Dr. De and her colleagues have applied this multidisciplinary approach to pelvic pain research. Active areas include neuromodulation with spinal stimulators and the application of botulinum toxin chemo-denervation to the bladder, urethral sphincter, pelvic floor muscles, back muscles in spasm and in patients with disability, to leg muscles in spasm. Researchers are also investigating the prevention of, and more efficacious treatments for, systemic neuropathies.

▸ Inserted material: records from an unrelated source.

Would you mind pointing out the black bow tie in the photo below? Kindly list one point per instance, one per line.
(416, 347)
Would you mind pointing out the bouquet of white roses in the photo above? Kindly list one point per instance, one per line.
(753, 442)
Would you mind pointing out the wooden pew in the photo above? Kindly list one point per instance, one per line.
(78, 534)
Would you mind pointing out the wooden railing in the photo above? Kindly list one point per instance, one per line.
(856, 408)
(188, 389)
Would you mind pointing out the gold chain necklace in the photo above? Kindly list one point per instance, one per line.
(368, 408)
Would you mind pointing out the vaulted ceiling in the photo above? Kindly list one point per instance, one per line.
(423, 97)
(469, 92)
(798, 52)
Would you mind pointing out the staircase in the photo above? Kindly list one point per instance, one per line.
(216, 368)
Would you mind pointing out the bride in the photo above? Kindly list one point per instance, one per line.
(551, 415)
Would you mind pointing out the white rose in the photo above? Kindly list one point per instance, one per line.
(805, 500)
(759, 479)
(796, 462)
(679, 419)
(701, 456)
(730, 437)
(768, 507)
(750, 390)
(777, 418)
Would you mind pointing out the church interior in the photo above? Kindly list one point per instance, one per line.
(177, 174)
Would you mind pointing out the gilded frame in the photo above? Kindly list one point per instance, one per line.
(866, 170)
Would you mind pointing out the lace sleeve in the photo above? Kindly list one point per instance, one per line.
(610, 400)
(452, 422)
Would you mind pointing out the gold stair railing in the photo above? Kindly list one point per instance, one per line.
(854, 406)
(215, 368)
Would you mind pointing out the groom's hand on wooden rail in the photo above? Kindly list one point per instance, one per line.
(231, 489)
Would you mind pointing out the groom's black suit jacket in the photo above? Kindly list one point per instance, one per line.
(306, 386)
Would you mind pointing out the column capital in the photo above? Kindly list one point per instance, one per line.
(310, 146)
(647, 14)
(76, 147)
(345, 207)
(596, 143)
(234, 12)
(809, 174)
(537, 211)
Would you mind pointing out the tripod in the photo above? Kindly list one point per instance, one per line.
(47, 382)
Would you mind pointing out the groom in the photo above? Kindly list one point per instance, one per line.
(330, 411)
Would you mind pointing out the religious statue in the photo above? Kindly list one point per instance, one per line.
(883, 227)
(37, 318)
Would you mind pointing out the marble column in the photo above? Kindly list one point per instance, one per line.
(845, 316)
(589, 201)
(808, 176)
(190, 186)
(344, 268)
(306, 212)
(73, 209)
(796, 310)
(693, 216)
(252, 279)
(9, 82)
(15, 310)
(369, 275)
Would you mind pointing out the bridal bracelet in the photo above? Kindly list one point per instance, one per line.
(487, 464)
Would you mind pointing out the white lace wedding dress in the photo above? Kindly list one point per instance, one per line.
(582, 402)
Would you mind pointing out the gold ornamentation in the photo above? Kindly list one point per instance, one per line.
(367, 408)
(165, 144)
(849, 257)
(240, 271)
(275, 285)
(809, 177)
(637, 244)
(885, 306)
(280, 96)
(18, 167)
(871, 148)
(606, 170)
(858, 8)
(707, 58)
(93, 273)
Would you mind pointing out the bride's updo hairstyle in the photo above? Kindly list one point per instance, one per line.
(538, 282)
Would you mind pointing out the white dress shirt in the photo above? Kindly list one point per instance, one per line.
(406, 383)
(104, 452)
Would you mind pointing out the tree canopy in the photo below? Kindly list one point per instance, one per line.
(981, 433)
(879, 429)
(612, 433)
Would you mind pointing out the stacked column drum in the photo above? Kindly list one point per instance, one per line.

"You literally cannot move forward in the treatment of a disorder like this without that multidisciplinary research," says Dr. De. "It is wonderful to work with such brilliant colleagues in pain management, urogynecology, colorectal and gastrointestinal health, physical therapy, psychology, rheumatology, neurology and other fields. Their brilliance magnifies whatever I can do to help and together we find a path. We hope that multidisciplinary care will be better recognized and that insurance reimbursement patterns will support the extra time that is taken to achieve these better outcomes. While we dream of patients being able to come to a comprehensive program under one umbrella, for now we have packaged the best we have to offer in Facing Pelvic Pain."